Summary Students build their own regret matching algorithm to learn the Nash equilibrium of Rock, Paper, Scissors through self-play.
Topics Regret matching, game theory, self-play, Nash equilibrium.
Audience Undergraduate students and above in STEM fields.
Difficulty Relatively challenging. Good students can complete the notebook within one hour during a seminar. Most students will make some progress in that time
Strengths Students experience writing their own algorithm, which should deepen their understanding of how regret matching works, and more broadly how to go from AI theory to application. Students will also learn about game theory.
Weaknesses May be difficult for students without python programming experience. Students do not get the full experience of algorithm design because the exercise is scaffolded by telling the students which functions they will need and supplying some pseudocode for those functions.
Dependencies Some basic python programming experience is needed.
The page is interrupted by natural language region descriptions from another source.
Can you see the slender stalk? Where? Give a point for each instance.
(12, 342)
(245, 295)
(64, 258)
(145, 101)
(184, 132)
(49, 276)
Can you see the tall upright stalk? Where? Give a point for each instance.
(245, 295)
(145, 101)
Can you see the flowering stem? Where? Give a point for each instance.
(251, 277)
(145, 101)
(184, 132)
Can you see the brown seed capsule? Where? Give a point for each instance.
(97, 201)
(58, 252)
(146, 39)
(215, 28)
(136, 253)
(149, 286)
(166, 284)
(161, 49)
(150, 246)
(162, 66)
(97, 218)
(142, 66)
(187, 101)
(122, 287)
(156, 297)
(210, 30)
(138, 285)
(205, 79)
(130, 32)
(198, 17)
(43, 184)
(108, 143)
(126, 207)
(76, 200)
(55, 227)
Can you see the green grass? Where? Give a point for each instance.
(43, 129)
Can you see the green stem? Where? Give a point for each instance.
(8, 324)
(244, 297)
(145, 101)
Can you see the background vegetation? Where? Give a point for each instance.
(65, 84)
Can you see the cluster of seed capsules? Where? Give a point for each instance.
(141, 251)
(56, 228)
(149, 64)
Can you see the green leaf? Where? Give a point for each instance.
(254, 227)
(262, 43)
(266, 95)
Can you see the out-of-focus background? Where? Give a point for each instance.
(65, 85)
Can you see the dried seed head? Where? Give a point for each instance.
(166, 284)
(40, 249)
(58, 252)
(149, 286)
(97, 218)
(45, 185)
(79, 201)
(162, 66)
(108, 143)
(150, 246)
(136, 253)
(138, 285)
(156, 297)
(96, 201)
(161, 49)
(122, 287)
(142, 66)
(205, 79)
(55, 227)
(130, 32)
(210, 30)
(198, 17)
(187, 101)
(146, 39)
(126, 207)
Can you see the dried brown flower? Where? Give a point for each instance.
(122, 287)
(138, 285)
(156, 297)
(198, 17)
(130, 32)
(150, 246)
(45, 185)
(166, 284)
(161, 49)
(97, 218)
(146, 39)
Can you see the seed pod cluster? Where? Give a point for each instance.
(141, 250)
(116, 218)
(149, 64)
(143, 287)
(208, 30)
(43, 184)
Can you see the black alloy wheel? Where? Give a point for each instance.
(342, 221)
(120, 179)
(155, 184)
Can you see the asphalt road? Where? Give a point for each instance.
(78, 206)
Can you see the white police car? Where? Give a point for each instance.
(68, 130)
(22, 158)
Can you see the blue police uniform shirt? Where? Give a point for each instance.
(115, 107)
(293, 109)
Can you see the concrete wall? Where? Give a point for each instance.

Light familiarity with game theory is preferred. Students will need python (3.6 or above) and the ability to run Jupyter notebooks.
Variants Within the assignment we suggest a follow-on project of generalising the algorithm to more games. The assignment could be adapted to make it more difficult by removing the pseudocode and/or the function definitions. And we welcome other instructors implementing the same exercise in different languages. The design follows test driven development, which we feel is a good design for student exercises as they get immediate feedback on whether their code is correct.